In the Know has a drum and power chord like intro before exploding into another somewhat fast paced track, I enjoy this track enough, but it’s not exactly a stand out. An Offered Hand is another interesting track with some Middle Eastern sounding stuff during the chorus, which I must admit, is always a sound I enjoy hearing in metal, but I wish it had been done on a guitar and not a Keyboard. Also if there is keyboard on any previous track, it’s not really noticeable. This is the first time it stands out.

Ghost of Memories is another track beginning with a clean intro, with some singing deep in the mix, before going into a song that’s a little slower than mid-paced. The main riff is a kind-of start-stop chug, with the clean guitar over it and this song probably ends up being one of my favorites. It has a good atmosphere in my opinion. Gods at War and Ninth Knight make up the low point of the CD for me. While solid songs that don’t make me feel the need to skip them, they just don’t capture my attention like the rest of the album. Show No Remorse brings the quality back up some, and then comes the album’s closer, fittingly titled (I suppose) Last Dance. This whole track is based off of one acoustic riff, and Michael DeGrena’s deep haunting vocals. I actually think it’s a good way to end the album.

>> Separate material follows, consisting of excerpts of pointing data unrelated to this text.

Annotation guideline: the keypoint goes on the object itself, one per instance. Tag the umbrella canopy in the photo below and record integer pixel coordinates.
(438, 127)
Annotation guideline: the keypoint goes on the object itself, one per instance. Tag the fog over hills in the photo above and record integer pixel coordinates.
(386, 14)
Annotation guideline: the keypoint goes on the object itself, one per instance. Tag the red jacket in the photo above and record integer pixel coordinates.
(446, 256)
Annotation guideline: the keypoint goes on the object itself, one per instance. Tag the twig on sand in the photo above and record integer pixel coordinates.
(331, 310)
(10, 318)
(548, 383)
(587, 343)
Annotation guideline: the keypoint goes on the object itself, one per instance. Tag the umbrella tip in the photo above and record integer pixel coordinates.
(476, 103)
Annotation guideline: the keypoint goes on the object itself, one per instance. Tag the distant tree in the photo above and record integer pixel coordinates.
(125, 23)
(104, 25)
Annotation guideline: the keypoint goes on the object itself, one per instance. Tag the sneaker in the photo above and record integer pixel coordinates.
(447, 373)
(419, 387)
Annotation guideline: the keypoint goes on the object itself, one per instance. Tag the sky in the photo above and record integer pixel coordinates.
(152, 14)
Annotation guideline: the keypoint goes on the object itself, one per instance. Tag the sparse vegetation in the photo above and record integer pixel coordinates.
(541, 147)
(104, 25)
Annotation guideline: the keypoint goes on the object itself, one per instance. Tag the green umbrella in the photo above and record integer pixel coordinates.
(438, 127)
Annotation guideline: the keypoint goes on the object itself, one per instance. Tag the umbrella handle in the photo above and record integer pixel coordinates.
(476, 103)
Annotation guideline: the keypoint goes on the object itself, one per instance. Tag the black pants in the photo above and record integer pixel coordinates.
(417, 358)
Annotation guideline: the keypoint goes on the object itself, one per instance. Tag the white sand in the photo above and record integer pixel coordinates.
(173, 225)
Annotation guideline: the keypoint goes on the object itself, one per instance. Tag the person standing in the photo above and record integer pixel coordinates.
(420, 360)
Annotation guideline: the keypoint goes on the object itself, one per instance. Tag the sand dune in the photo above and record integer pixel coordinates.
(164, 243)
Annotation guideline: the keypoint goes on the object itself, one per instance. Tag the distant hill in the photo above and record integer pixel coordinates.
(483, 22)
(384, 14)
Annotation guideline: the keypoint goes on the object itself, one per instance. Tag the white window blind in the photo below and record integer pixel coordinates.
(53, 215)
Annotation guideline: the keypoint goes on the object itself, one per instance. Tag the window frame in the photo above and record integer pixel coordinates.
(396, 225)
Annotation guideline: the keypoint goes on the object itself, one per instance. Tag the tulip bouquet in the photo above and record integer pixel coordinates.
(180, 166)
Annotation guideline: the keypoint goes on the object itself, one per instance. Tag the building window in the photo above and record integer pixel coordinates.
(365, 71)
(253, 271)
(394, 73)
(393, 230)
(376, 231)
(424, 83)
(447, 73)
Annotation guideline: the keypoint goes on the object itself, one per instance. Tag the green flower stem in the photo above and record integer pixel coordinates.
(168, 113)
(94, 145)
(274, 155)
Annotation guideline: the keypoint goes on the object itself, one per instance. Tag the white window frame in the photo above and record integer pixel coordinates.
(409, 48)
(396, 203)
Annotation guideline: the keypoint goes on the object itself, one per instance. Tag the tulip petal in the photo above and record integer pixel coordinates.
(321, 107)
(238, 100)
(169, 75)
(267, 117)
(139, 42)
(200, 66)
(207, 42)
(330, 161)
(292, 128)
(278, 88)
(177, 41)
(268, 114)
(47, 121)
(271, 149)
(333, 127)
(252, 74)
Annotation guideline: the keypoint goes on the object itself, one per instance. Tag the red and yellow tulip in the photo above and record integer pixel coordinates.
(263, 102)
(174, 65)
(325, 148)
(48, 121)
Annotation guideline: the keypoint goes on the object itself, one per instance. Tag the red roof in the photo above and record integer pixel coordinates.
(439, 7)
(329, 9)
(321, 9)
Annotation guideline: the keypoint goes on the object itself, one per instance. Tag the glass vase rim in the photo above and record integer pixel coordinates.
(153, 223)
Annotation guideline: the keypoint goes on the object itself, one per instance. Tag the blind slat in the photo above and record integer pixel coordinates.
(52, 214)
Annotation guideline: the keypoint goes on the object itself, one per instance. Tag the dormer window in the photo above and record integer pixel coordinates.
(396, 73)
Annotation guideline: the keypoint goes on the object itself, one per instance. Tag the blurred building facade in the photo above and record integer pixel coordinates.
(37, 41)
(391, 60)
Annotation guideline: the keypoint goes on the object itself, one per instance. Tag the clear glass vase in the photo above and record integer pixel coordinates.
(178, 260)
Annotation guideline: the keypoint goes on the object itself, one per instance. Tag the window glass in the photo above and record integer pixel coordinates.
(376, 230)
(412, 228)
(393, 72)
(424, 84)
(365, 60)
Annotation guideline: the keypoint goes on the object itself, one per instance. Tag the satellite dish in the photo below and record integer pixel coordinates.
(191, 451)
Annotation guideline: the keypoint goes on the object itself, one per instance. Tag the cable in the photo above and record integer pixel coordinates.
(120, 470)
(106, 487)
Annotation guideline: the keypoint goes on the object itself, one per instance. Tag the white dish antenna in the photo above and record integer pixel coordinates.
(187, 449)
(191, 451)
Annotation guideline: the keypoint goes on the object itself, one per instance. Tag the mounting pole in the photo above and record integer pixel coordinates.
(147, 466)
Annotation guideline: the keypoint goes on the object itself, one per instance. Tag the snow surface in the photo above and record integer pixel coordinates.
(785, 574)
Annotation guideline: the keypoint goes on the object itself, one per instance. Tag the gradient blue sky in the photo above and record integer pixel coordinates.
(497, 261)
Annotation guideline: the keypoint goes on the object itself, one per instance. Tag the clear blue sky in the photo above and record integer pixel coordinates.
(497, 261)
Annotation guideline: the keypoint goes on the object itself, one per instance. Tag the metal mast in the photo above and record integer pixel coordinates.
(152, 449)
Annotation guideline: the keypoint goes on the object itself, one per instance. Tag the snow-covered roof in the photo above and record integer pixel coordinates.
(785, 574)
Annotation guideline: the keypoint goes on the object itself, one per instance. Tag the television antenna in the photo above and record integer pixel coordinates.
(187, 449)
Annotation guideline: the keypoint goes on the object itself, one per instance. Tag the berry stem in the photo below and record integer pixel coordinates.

A Means to Know End is a solid metal album, albeit with some questionable production in my opinion. You may have noticed I didn’t single out any of the solos. While all decent, none of them are mind blowing, nor are there any lame ones. In a way this describes the whole album. It’s a solid effort. No songs truly blow my mind, but there aren’t any that suck. If you’re a fan of U.S. power metal, it’s worth checking out. Just don’t expect too much. It’s just decent, fun power metal.